I believe this might be because these employees believe they know each other better than they do their customers. Having been around each other for long, staff tend to see one another as family. This can however lead to cases of COVID-19 spreading quickly within an establishment, as has been the case in a couple of organisations.

Some firms have found a way around this. They keep a minimum number of staff within the premises on a daily basis. This is to ensure that those who come to work are able to properly observe the social distancing and other protocols. I believe this practice of staff rotation would go on for a long time to come—at least until things return to pre-COVID-19 normal. That is assuming things ever return to that kind of normal. Until then, we have no other choice than to abide by all the laid-down protocols including social distancing.

It is interesting that in life, sometimes by solving one problem, another one is created. It is important that social distancing is practised as religiously among employees as it is encouraged among customers. For us to totally defeat this pandemic, it is essential that every single individual, employees and customers alike, takes the social distancing protocols seriously. In “flattening the curve” however, another problem arises. This time in the form of another curve—The Allen Curve.

As far back as 1966, Thomas John Allen of the Albert P. Sloan School of Management at the Massachusetts Institute of Technology (MIT) had started studying the flow of technical information among scientists and engineers. All through the 1970s, for more than a decade, Allen studied communications flow within science and engineering organisations, proving that productivity and interpersonal communication could be improved by restructuring human and organisational systems.

In 1977, Allen’s studies were captured in the book Managing the Flow of Technology, leading to what has been widely termed The Allen Curve Theory. The crux of that theory is that the frequency of communication between individuals in teams was directly related to the distance between their desks or their proximity to each other. The farther people become separated from each other, the less frequent the communication between them.

Allen found out that when physical distance was more than 8 metres, communication dropped significantly. The theory holds that employees are four times as likely to communicate regularly with a colleague who is six feet away than with someone who is 60 feet away. As a matter of fact, colleagues in separate buildings might never communicate at all. Out of sight, out of mind is evidently more than just a great saying. It has scientific basis.

In plotting the level of communications against distance on a graph, the data took on a curved shape and thus the name Allen Curve. It is important to add that the frequency of communication was directly related to the success of whatever process the team was undertaking. In other words, the distance between the scientists was affecting the success, or otherwise, of projects.
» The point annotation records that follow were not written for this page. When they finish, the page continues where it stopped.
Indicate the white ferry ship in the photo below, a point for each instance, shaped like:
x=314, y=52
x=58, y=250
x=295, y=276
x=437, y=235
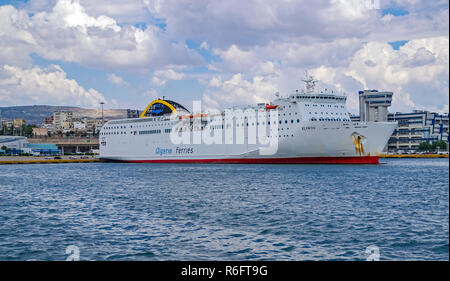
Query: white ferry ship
x=310, y=128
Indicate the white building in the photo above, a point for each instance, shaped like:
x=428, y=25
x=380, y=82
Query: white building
x=417, y=127
x=13, y=142
x=373, y=105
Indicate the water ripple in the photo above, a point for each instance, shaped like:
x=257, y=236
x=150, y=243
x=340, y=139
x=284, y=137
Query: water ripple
x=225, y=212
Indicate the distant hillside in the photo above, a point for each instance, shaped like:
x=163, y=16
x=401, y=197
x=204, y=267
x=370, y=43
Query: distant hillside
x=35, y=114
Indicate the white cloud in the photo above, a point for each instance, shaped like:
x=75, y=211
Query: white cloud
x=67, y=32
x=417, y=73
x=116, y=80
x=161, y=77
x=44, y=86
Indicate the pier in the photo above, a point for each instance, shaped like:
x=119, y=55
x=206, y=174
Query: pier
x=44, y=160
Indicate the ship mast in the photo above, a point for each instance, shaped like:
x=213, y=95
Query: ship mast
x=310, y=82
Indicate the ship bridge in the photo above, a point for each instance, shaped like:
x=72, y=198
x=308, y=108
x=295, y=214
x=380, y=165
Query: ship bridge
x=160, y=107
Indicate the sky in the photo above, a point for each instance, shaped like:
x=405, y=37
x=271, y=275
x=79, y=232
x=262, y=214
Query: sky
x=224, y=53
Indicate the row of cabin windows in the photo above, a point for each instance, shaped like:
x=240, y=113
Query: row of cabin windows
x=322, y=105
x=131, y=126
x=327, y=113
x=149, y=132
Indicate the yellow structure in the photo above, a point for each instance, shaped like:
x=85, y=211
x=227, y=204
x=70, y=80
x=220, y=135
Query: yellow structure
x=174, y=111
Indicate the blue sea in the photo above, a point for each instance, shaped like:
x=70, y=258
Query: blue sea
x=118, y=211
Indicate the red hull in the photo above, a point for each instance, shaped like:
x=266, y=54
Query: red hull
x=295, y=160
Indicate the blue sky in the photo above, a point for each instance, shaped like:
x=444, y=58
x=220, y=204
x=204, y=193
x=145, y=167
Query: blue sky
x=76, y=52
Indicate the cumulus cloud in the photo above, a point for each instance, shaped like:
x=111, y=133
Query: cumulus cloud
x=161, y=77
x=67, y=32
x=117, y=80
x=417, y=73
x=44, y=86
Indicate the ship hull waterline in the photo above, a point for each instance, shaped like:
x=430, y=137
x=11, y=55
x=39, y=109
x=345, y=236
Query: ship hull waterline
x=287, y=160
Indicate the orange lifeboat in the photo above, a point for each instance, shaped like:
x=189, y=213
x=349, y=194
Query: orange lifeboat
x=270, y=106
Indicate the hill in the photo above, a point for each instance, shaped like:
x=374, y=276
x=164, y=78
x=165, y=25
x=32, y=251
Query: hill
x=35, y=114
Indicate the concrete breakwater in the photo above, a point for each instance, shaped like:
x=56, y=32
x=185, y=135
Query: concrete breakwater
x=414, y=156
x=42, y=160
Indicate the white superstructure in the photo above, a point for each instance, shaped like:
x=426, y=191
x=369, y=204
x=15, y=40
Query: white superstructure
x=310, y=128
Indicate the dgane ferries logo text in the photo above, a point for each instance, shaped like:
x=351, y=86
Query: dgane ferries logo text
x=252, y=126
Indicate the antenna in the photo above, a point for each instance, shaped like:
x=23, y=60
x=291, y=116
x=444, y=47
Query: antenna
x=310, y=82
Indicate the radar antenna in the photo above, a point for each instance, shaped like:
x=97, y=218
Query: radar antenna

Over the years, the Allen Curve Theory has been tested and it seems to have held its ground. Studies have even shown that the theory even applies to electronic communication as well. In a study by behavioural analytics expert, Ben Waber, it was estimated that colleagues who share the same office space were 20% more likely to communicate electronically than with colleagues working elsewhere.

Waber’s study also revealed that, when there was a need for collaboration on a project, colleagues within the same workspace e-mailed each other four times more than colleagues in other locations, leading to 32% faster project completion times. It seems there is something about spending time in the same space that brings people a lot closer to each other.

One of the clearest proofs that organisational leaders find some veracity in the Allen Curve is in the architectural design of the office spaces of today. Many of today’s high-flying organisations design their buildings such that employees get to interact with each other more frequently. Gone are the days when people will work in the same organisation for years and not know each other. Gone are those days when colleagues were siloed up in their own little offices without a care for what is going on with a colleague next door.